L’Inde qui en matière d’énergie, n’a jamais eu une politique très claire, réduit sa part de nucléaire. De toute façon Jean Bernard Levy l’a annoncé ; pour diverses raisons, l’Inde ne sera pas un client EDF.
L’Allemagne est un pays à observer avec intérêt. En effet, le gouvernement a annoncé de façon brutale la fermeture de ses réacteurs nucléaire avant 2021. Ce qui oblige ce pays à opérer sa transition énergétique à marche forcée. La particularité de ce pays est qu’en matière de distribution de courant, l’Allemagne a un système très régionaliste et le courant produit en mer Baltique ne fait jamais fonctionner un ordinateur à Munich. Il ne lui est donc pas nécessaire d’avoir de gros hubs de production d’électricité comme l’est une centrale thermique, nucléaire ou un gros barrage. De ce fait l’Alemagne opère sa transition énergétique sur deux plans : 1 – l’investissement et la subvention d’état dans les énergies renouvelables 2- un plan drastique d’économie d’énergie pour réduire de 30% sa consommation d’électricité à l’horizon 2030. L’Allemagne jouit d’une réputation de toujours tenir ses engagements. Attendons de voir si c’est vrai, mais sans être pour autant un optimiste pur et dur, dans ce domaine j’ai tendance à lui faire confiance.
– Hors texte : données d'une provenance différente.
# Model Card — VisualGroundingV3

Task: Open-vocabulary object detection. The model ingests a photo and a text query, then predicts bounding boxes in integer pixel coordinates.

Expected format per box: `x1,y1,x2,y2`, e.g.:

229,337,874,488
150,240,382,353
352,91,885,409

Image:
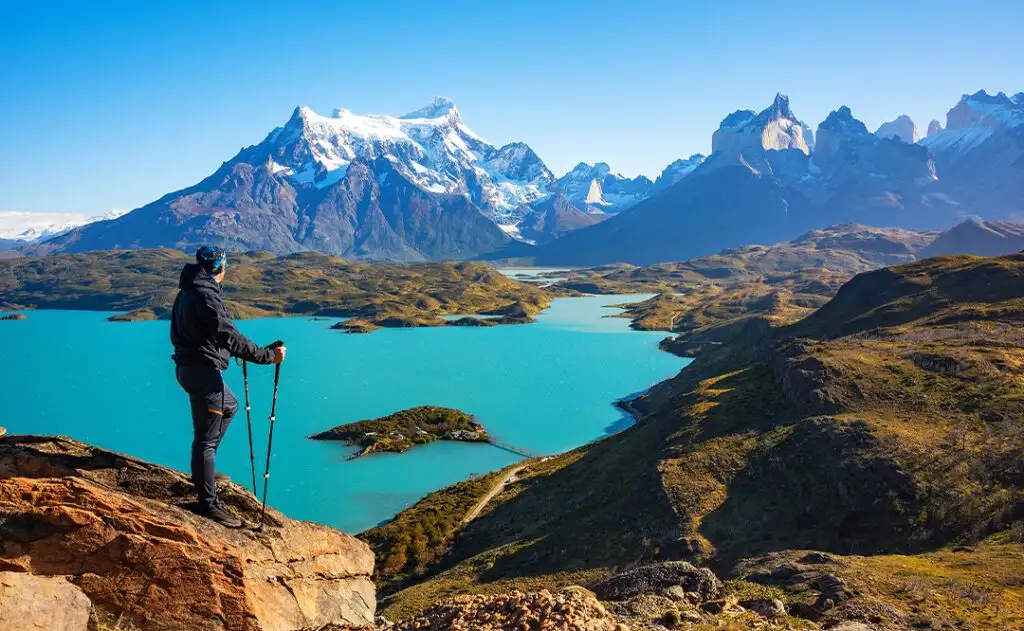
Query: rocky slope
535,94,962,265
364,255,1024,631
0,249,550,327
921,219,1024,258
921,90,1024,219
874,114,921,144
31,97,704,256
0,435,376,631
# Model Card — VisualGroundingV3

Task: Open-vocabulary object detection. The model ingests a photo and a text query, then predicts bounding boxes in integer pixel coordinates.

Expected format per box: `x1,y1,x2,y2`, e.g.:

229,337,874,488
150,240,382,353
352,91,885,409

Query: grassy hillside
309,406,487,456
558,224,933,356
368,250,1024,629
0,249,549,326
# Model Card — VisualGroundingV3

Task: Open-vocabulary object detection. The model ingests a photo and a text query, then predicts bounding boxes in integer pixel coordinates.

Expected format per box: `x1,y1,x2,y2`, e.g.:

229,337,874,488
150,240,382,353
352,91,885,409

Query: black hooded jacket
171,263,273,370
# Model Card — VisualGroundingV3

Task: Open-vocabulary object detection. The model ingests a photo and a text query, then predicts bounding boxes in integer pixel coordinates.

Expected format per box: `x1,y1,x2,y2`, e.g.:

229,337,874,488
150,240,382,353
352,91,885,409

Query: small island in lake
309,406,490,458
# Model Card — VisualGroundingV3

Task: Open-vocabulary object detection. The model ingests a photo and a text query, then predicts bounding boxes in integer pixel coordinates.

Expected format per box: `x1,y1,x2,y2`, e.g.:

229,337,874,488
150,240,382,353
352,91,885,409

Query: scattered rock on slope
0,435,376,631
383,588,616,631
593,561,722,600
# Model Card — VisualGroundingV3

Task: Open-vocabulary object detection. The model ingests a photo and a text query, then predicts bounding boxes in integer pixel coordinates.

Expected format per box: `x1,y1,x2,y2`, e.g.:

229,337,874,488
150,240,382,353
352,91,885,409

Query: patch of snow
0,209,128,243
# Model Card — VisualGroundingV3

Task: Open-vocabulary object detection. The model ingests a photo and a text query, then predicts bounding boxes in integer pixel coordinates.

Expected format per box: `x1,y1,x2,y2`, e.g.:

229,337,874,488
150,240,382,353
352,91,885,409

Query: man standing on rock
171,246,285,528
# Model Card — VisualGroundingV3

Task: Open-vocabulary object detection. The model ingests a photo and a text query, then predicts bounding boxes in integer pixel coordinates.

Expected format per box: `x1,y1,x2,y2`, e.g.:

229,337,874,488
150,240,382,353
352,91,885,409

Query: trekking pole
258,340,285,531
242,360,256,497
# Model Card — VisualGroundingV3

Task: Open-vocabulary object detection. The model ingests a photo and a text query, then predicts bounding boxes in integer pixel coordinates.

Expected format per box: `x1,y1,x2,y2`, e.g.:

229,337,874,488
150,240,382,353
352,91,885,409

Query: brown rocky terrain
365,255,1024,631
0,435,376,631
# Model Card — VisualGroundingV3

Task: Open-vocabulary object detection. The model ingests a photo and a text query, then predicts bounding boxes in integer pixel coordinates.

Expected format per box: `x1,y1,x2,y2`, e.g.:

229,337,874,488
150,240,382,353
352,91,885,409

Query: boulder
391,588,614,631
592,561,722,600
0,572,92,631
739,598,785,619
0,435,376,631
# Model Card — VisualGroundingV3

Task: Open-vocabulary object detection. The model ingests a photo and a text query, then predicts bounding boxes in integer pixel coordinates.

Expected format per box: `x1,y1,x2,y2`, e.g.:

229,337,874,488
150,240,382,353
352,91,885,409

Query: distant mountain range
22,91,1024,265
39,98,700,261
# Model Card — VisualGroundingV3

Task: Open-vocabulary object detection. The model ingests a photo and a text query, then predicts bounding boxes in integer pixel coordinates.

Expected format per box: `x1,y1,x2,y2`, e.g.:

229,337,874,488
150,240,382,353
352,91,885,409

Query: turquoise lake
0,296,687,533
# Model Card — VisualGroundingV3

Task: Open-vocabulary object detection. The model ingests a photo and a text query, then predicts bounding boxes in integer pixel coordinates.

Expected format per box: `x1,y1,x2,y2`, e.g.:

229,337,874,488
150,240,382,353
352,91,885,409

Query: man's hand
271,345,288,364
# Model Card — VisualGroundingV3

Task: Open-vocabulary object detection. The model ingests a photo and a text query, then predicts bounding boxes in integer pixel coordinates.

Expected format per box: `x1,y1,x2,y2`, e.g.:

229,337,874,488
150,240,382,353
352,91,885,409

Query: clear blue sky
0,0,1024,214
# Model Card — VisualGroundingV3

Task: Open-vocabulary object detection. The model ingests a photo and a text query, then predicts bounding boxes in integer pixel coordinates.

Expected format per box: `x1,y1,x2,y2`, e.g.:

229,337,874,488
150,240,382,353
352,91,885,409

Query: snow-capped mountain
555,162,654,214
920,90,1024,219
536,94,961,265
811,106,935,183
40,97,712,260
921,90,1024,161
0,210,127,244
711,93,814,171
874,114,921,144
652,154,707,193
247,97,554,229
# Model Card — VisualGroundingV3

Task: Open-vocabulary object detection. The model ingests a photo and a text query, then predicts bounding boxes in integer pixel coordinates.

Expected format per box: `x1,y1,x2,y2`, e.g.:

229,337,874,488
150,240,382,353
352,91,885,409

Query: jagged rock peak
0,435,376,631
766,92,795,119
946,90,1024,129
719,110,758,127
874,114,921,144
En France, la politique énergétique ne se décide pas à l’assemblée nationale, ni à l’Elysée, mais à EDF. Alors que l’assemblée nationale et le sénat votent une loi pour réduire la part du nucléaire dans la production d'électricité à 50 % à l'horizon 2025. EDF annonce sans qu’aucun député, ministre (Hulot, Royal) ou même président (Hollande, Macron) ne trouvent à redire, qu’elle ne fermera aucun réacteur nucléaire avant 2029 hormis ceux de la centrale de Fessenheim, et réitérera son intention d'obtenir l'autorisation d'en garder certains en service jusqu'à 60 ans. En 5 ans, EDF a investi 2 milliards d’euro dans les énergies renouvelables avec 10% pour la France et 90% à l’étranger. La France n’a à aujourd’hui aucun parc éolien offshore et, alors que nous avions dans un passé pas si lointain une supériorité technologique en matière de solaire, le développement en France de cette énergie est anecdotique.
La finalité de tout ceci est facile à déduire. Dans un proche avenir, à cause de difficultés financières qu’elle ne pourra plus surmonter, EDF ne pourra plus fournir d’électricité. L’état devra se séparer de ce monopole comme il le fait actuellement pour la SNCF. Des entreprises allemandes, danoises, chinoises qui se sont adaptées à la transition énergétique, viendront occuper le terrain et nous fournir en électricité avec un prix qu’elles auront décidé et que nous devrons subir, pendant que nous contribuerons à payer avec nos impôts une dette de plus de 154 milliards d’euros détenu par une société qui n’existera plus.